Greg Bryant, Intel’s PC chip business leader, shows a computer running Windows on the next-generation Alder Lake processor at CES 2021.
Screenshot of Stephen Shankland / CNET
Intel demonstrated its flagship next-generation laptop chip at CES 2021, a chip code-named Alder Lake that should be faster when you need performance and more energy efficient when you need better battery life. The processor will arrive in the second half of 2021.
The brief demonstration, at an online press conference organized by Intel consumer chip leader Greg Bryant, showed Windows running on the new processor. Intel barely shared details about the chip, but having it up and running is an important step in demonstrating that the chip – and the manufacturing process used to produce it – is maturing. With Intel suffering years of manufacturing problems, this screen is more important than usual to convey confidence in the chip.
Lake Alder will arrive in an environment dramatically different from its predecessors, the 2019 Ice Lake and the 2020 Tiger Lake. Apple is now changing its Mac family from Intel chips in favor of its own M series processors, starting with the M1 on the new MacBook Air and smaller MacBook Pro laptops. These machines are setting new expectations for laptop performance and power. They don’t run Windows, but they will attract Apple’s faithful and may attract owners of Windows PCs.

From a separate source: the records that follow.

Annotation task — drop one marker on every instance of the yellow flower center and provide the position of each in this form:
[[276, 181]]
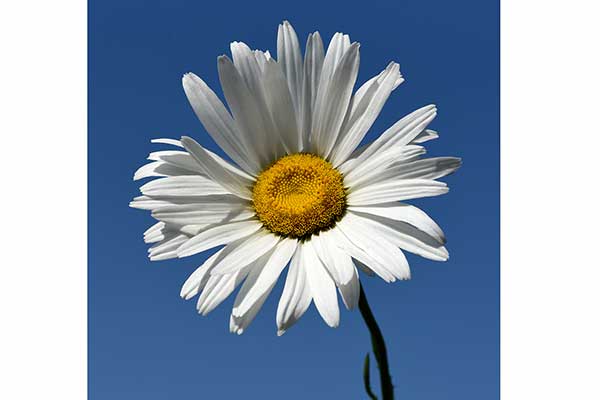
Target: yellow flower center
[[299, 195]]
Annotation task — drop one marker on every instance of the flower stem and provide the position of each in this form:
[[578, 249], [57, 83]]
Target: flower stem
[[387, 389]]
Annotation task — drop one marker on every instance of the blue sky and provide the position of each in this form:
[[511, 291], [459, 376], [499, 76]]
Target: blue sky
[[442, 327]]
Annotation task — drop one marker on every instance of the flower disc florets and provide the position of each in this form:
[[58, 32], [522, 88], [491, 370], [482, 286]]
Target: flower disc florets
[[299, 195]]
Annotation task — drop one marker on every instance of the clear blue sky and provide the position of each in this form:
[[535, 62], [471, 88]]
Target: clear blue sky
[[442, 327]]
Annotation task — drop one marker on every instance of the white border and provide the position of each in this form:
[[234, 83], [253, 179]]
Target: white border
[[43, 290], [550, 166], [550, 272]]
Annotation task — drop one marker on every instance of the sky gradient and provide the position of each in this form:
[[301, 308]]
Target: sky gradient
[[441, 327]]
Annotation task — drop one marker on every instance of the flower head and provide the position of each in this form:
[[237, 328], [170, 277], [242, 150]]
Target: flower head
[[297, 189]]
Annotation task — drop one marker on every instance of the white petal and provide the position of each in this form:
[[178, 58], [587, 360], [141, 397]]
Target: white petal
[[396, 190], [332, 102], [369, 263], [167, 248], [402, 132], [350, 291], [428, 168], [296, 296], [281, 106], [387, 256], [212, 212], [172, 142], [290, 59], [338, 45], [263, 277], [321, 285], [405, 213], [371, 170], [313, 63], [425, 136], [336, 261], [159, 169], [218, 235], [250, 119], [365, 110], [400, 234], [197, 280], [238, 324], [182, 186], [177, 158], [242, 252], [232, 182], [218, 288], [218, 122]]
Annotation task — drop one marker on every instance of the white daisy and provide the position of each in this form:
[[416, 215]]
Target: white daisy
[[298, 190]]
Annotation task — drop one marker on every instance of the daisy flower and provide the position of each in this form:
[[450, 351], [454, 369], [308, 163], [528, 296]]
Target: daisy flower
[[295, 189]]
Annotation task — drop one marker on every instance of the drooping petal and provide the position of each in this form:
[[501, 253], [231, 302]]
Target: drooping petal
[[167, 248], [218, 288], [337, 262], [313, 63], [290, 59], [263, 277], [396, 190], [212, 212], [333, 100], [196, 185], [232, 182], [401, 133], [218, 235], [281, 106], [242, 252], [218, 122], [404, 213], [365, 109], [350, 292], [428, 168], [248, 117], [321, 285], [197, 280], [425, 136], [400, 234], [296, 296], [371, 170]]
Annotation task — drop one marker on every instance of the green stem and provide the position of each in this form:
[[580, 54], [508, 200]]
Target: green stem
[[378, 343]]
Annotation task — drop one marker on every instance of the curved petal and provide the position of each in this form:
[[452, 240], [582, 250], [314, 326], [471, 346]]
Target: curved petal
[[337, 262], [385, 257], [400, 234], [217, 236], [350, 291], [218, 122], [401, 133], [242, 252], [263, 277], [248, 117], [428, 168], [296, 296], [232, 182], [404, 213], [365, 109], [313, 64], [290, 59], [321, 285], [212, 212], [195, 185], [396, 190], [197, 280], [281, 106], [333, 100]]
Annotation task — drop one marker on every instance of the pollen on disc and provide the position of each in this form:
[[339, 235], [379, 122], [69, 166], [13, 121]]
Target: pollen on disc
[[299, 195]]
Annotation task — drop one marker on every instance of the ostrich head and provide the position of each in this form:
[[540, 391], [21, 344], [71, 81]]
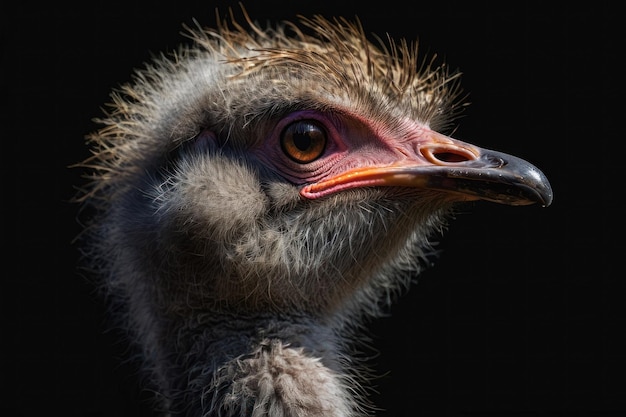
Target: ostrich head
[[259, 194]]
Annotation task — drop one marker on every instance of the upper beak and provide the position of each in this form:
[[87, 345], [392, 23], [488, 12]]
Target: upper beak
[[464, 171]]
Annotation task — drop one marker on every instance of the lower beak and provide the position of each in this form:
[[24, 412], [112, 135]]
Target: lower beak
[[473, 174]]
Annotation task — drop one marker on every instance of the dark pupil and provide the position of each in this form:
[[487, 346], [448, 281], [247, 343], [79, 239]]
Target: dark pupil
[[302, 136]]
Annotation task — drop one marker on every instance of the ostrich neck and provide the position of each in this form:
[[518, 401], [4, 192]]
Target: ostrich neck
[[273, 365]]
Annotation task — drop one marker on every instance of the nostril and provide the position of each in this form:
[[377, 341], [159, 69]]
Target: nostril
[[449, 157]]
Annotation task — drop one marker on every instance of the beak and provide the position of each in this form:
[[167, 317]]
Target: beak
[[440, 163]]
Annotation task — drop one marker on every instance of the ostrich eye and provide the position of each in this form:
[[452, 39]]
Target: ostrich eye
[[303, 141]]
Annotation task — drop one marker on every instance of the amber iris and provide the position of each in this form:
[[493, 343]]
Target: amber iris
[[303, 141]]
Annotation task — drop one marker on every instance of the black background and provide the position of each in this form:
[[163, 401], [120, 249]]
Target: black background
[[524, 313]]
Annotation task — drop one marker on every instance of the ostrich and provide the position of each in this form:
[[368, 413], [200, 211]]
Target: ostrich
[[255, 198]]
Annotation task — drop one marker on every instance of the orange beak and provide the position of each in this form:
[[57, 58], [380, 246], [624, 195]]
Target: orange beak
[[440, 163]]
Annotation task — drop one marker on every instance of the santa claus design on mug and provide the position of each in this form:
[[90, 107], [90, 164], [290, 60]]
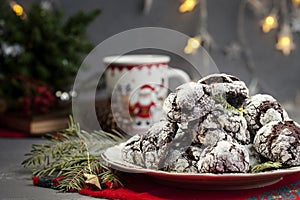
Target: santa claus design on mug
[[143, 108]]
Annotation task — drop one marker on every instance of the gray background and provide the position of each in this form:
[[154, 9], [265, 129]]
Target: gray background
[[278, 74]]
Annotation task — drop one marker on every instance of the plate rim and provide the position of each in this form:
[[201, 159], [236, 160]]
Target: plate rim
[[129, 167]]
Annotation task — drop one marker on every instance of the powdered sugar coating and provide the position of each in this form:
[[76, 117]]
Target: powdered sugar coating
[[184, 162], [188, 103], [224, 157], [231, 88], [150, 150], [279, 141], [221, 124], [261, 109]]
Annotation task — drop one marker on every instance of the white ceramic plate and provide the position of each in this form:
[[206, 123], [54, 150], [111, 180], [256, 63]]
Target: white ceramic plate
[[201, 181]]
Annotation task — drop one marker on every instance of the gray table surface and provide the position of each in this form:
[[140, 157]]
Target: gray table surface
[[15, 181]]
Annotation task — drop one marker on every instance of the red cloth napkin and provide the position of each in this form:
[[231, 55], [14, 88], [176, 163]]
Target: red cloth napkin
[[141, 187]]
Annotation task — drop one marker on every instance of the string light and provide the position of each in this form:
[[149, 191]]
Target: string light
[[268, 23], [18, 9], [296, 2], [187, 5], [285, 40], [192, 45]]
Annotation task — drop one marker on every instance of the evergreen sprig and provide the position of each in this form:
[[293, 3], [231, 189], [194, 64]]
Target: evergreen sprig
[[72, 153]]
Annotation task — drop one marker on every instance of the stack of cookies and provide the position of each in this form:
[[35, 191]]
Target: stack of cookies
[[213, 126]]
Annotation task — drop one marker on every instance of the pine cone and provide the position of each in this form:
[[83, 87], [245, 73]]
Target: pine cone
[[109, 122]]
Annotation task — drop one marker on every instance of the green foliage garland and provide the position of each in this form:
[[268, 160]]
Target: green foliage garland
[[41, 48]]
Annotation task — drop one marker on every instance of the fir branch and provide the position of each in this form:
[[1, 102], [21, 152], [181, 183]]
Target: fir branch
[[72, 153]]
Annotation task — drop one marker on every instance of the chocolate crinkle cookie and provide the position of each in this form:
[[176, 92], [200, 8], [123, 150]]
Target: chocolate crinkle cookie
[[229, 87], [184, 162], [150, 150], [224, 157], [221, 124], [261, 109], [279, 141], [213, 126], [187, 104]]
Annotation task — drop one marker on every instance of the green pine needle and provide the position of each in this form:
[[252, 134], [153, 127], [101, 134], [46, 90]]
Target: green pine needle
[[72, 153]]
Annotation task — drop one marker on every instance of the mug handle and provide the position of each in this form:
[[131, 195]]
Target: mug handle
[[179, 74]]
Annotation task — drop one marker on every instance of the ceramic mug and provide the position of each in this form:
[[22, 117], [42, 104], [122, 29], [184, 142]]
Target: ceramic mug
[[138, 85]]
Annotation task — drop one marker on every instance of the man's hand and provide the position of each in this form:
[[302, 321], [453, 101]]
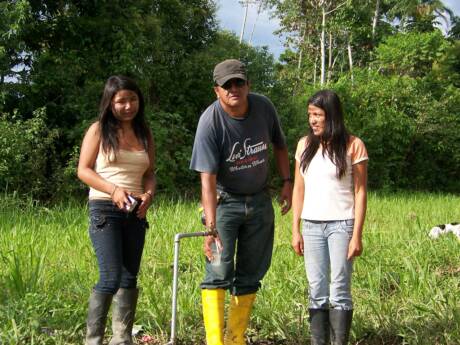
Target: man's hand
[[208, 241], [285, 198]]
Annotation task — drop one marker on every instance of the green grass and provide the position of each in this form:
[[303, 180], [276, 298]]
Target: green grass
[[406, 286]]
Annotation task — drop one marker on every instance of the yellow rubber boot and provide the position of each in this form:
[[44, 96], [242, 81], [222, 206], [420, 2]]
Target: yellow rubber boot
[[238, 318], [213, 315]]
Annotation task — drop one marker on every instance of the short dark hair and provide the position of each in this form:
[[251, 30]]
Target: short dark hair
[[107, 121], [335, 137]]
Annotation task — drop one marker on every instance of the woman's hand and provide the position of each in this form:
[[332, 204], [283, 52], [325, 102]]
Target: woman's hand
[[297, 243], [355, 248], [146, 201], [120, 197]]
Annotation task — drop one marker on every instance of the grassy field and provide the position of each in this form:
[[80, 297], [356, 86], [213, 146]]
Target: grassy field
[[406, 286]]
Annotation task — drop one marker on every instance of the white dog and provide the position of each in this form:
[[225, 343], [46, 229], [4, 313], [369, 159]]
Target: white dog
[[443, 229]]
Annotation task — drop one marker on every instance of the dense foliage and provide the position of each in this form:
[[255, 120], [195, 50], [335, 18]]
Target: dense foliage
[[397, 74]]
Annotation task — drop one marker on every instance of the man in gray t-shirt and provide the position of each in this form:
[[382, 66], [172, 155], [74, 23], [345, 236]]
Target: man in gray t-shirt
[[231, 153]]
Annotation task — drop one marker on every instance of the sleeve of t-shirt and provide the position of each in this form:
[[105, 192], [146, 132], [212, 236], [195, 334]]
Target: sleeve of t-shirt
[[300, 149], [357, 150], [205, 153]]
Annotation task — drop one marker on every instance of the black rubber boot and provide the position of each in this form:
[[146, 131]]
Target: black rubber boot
[[124, 309], [99, 304], [319, 326], [340, 322]]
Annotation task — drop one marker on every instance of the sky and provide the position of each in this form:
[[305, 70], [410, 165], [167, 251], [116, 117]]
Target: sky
[[230, 15]]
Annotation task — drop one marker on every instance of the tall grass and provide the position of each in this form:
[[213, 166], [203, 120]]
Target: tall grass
[[406, 286]]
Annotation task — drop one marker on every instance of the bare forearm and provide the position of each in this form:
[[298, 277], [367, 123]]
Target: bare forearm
[[209, 198], [94, 180], [150, 183], [360, 213]]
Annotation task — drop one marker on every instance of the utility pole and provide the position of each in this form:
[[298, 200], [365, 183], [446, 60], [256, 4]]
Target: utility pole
[[244, 20]]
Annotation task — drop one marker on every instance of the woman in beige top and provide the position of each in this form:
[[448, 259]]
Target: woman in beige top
[[117, 163]]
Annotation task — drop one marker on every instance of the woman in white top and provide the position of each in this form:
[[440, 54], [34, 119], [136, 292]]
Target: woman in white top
[[117, 163], [329, 201]]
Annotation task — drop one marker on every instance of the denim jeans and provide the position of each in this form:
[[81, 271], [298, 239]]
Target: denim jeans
[[328, 270], [118, 241], [245, 224]]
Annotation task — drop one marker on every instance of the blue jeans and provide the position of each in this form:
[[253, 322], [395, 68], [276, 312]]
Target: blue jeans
[[245, 224], [118, 241], [328, 270]]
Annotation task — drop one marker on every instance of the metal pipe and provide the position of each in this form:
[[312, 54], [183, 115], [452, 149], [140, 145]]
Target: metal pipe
[[177, 239]]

To improve Alder Lake’s prospects, Intel resorted to a trick used on smartphones and Apple’s M1. It employs power consumption processing cores for times when the laptop is not busy or needs to perform low priority background tasks and faster cores, but with higher power consumption, for times when performance is important, such as games or launching a new application.
“It combines high-performance, high-efficiency cores in a single product,” said Bryant. “It will be the foundation for leading desktop and mobile processors that offer smarter, faster and more efficient computing uses in the real world.”
A chip that powers laptops and desktops is important. Intel’s most advanced 10 and 11 generation Core processors only worked on mobile processors. Intel used earlier designs that could increase the clock speed for machines that are always plugged into a wall outlet.
Intel has announced that some processors will arrive earlier as well. Intel’s new 11th-generation H-series processors for superfine gaming laptops are expected to arrive in the first half of the year. Also new are the Pentium Silver and Celeron N series processors for the cost-sensitive student laptop market. Notably, these chips are now built using Intel’s newest manufacturing process, which can create electronic elements with a width of just 10 billionths of a meter – 10 nm.
Intel’s move from the older 14 nm process to the 10 nm process occurred years later and is still happening slowly. Alder Lake will use an updated version of the process that offers faster transistors, an important step in matching the maximum process speeds of 14 nm.
Apple does not manufacture its own chips, but it does benefit from the skills of Taiwan Semiconductor Manufacturing Corp., which has advanced ahead of Intel with 7 nm and now 5 nm manufacturing processes. Intel’s 10nm is comparable to TSMC’s 7nm process, chip analysts say. With the advantages of miniaturizing the new process, Apple was able to place more and more processing circuits, while Intel had to reuse existing designs.